Fragments de H. H.-D. (010)



"Ah! Henri, je vous dois pas mal d'explications!" Il me prit par le bras avec une familiarité inattendue et m'entraîna à l'intérieur. Nous traversâmes un vestibule circulaire, dallé et sonore, et Schrödinger me fit pénétrer dans une pièce octogonale aux murs presque entièrement garnis de rayonnages. Il écrasa sa cigarette dans un cendrier déjà débordant et en piocha immédiatement une autre dans un paquet posé sur le bureau puis il me désigna un fauteuil de cuir avachi: "Asseyez-vous donc, mais je ne vous propose pas d'ôter votre pardessus, notre système de chauffage est un peu défaillant."

   "Je sais les rumeurs qui courent sur mon compte, commença-t-il. Comme tout le monde, vous m'avez certainement trouvé changé à mon retour, nous en reparlerons, mais mon absence n'était pas due à des raisons de santé comme cela se murmure. Le motif officiel est que je suis allé participer à un congrès à l'étranger, ce qui n'est pas très éloigné de la vérité. Pour être plus exact, j'ai mis à profit ma présence à un colloque en Pologne pour pousser jusqu'à Vilnius, dans le but de chercher des réponses à un certain nombre de questions que je me posais.
   - En Lituanie...!
  - C'est cela, Vilnius capitale de la Lituanie. Mais aussi Vilna, la Jérusalem du Nord, capitale du Yiddishland, et l'une des villes les plus en pointe dans certains domaines de recherche.

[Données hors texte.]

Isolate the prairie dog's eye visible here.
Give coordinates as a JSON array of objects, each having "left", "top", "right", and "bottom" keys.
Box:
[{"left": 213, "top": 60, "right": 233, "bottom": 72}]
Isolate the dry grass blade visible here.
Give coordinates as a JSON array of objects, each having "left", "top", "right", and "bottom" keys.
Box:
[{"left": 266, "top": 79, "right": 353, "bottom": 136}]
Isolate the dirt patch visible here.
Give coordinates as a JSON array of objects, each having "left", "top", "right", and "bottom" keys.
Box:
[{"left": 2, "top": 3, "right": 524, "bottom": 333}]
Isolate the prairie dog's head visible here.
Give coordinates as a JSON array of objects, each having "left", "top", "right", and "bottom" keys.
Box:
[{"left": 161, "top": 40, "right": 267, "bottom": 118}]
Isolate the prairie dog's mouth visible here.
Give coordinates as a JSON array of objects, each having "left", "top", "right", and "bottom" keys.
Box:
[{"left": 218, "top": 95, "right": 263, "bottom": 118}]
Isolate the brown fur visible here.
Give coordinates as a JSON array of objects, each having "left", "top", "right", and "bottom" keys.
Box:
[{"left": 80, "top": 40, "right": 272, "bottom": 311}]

   - Les questions auxquelles vous faites allusion ont-elles un rapport avec le travail à la Division ?
   - En un sens, oui. Voyez-vous, tout a commencé avec la disparition des ouvrages de Geneviève d'Aulnoye. Cette affaire était plus du ressort de l'Intérieur que de celui du Commissariat à l'Intelligence, néanmoins, arguant du fait que la Bibliothèque Nationale des Rimes et Inscriptions se trouvait être un établissement placé sous notre tutelle, j'ai obtenu que nous soyons associés aux recherches. Il m'a fallu pour cela batailler ferme avec le Divisionnaire Wiesner qui ne voulait pas en entendre parler, et je ne vous parle pas de Larcher qui a fait des pieds et des mains pour que je ne vous confie pas la compilation...

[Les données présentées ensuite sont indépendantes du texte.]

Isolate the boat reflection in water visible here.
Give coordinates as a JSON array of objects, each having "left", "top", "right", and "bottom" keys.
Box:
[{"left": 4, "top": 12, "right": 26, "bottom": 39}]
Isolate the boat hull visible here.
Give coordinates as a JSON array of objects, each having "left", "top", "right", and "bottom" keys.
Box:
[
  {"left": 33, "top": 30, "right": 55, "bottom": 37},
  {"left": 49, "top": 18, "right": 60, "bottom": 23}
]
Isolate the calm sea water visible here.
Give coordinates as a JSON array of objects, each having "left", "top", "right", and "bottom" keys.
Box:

   - Et qui accapare aujourd'hui tout mon temps avec le recensement, soudain prioritaire, des sépultures bretonnes!"
   Il eut un petit ricanement. "Oui, il vous a mis le grappin dessus dès qu'il a pu. Il a récupéré mes compilateurs durant mon absence et maintenant sa crainte est que vous travailliez pour moi en sous-main. Et c'est d'ailleurs ce que je comptais vous demander!" ajouta-t-il.